The pyruvate dehydrogenase is allosterically inhibited by all of the following except?

a) low adp/atp ratios
b) low amp / atp ratios
c) low nad+/ nadh ratios
d) low coa-sh/ acetyl-coa ratios
e) low acetyl coa / coa-sh ratios

Answer 1

e) low acetyl-CoA/CoA-sh ratios

Step-by-step explanation:

The enzyme pyruvate dehydrogenase is allosterically inhibited by a high concentration of some of the products of the reaction it catalyzes: NADH and Acetyl-CoA, and ATP (since its a enzyme involved in the cellular respiration, a metabolic process that converts organic molecules into energy/ATP).

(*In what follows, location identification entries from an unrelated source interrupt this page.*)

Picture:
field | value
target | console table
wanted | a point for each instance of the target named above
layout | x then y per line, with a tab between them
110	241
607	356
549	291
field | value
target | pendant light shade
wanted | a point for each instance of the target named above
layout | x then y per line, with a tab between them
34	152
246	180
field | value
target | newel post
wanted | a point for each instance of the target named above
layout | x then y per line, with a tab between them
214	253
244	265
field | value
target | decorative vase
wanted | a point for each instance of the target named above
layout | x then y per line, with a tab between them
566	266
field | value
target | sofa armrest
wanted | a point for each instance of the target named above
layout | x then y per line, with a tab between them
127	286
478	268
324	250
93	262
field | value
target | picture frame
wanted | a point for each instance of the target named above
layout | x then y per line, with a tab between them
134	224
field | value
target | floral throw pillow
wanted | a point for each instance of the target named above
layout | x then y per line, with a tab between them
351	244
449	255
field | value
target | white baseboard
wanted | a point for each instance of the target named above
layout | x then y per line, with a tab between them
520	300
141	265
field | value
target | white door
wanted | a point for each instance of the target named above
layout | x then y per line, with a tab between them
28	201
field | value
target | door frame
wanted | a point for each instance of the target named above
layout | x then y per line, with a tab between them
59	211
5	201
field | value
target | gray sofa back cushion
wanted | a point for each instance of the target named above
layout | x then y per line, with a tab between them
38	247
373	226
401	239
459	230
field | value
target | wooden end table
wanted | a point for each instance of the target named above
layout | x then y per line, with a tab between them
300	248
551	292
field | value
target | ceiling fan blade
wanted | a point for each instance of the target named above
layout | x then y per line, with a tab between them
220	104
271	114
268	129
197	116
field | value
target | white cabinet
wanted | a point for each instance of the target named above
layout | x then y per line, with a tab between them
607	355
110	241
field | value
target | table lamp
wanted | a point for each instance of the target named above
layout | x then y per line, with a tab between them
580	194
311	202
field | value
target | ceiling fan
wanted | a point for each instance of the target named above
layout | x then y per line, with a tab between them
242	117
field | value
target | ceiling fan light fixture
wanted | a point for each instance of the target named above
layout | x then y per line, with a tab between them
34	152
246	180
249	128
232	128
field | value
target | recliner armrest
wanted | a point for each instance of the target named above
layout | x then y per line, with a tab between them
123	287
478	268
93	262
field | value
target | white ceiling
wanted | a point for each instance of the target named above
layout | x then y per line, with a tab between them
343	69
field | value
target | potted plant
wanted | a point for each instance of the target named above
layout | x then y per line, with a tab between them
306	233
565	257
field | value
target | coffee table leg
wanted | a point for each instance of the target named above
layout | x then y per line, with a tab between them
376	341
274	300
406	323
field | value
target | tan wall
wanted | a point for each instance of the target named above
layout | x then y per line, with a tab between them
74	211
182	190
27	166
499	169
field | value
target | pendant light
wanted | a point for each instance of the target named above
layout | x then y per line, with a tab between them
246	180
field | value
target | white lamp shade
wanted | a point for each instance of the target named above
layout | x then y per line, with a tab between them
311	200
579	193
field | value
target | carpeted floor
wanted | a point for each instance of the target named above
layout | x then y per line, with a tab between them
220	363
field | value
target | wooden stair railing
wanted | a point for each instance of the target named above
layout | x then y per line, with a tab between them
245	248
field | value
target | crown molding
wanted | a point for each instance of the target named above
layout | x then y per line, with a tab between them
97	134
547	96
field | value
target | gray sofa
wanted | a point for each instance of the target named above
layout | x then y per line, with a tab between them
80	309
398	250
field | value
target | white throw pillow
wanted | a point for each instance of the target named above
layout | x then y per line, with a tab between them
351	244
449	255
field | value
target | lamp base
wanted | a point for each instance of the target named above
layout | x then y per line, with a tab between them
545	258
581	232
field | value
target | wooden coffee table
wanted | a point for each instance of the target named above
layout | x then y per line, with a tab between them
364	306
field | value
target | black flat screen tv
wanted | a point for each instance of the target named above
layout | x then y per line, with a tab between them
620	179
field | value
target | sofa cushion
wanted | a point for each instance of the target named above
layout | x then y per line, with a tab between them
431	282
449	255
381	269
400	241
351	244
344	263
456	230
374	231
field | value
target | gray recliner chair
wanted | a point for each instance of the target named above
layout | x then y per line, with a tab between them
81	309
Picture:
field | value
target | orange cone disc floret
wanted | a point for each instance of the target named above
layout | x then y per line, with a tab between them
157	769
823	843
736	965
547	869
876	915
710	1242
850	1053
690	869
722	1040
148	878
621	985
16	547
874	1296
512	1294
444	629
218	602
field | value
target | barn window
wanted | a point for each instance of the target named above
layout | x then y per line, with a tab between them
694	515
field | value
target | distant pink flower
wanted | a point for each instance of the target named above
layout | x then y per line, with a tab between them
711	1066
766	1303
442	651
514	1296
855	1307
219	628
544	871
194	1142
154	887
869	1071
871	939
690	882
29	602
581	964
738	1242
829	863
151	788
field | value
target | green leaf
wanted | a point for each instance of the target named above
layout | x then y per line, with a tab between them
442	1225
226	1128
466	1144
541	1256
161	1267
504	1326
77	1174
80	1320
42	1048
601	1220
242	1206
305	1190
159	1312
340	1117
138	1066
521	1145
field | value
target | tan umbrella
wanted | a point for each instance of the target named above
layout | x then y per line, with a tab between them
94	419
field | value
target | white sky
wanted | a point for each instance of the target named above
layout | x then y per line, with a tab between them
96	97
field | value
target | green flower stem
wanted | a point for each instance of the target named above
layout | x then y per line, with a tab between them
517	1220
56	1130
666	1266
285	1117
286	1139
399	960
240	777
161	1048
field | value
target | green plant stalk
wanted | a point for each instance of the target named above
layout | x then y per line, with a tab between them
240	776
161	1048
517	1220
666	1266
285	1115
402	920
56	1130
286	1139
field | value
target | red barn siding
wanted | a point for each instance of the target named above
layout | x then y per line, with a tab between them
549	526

So, if you have a low ratio of acetyl-CoA/CoA-sh it means you have a more of CoA-sh than acetyl-CoA, therefore wouldn't allosterically inhibited the enzyme.

Answer 2

The correct answer is option e) "low acetyl coa / coa-sh ratios".

Step-by-step explanation:

Allosteric inhibition, also known as negative allosteric modulation, occurs when a ligand decreases one enzyme's affinity to its substrate by binding to a site different from the active site. One classic example of allosteric inhibition takes place in pyruvate dehydrogenase, an enzyme that converts pyruvate into acetyl-CoA by a process called pyruvate decarboxylation. Pyruvate dehydrogenase is inhibited by the end products of the reactions that it catalyzes to regulate its activity. Therefore, a low acetyl coa / coa-sh ratios would not inhibited pyruvate dehydrogenase, on the contrary, a high concentration of acetyl coa would inhibit its activity.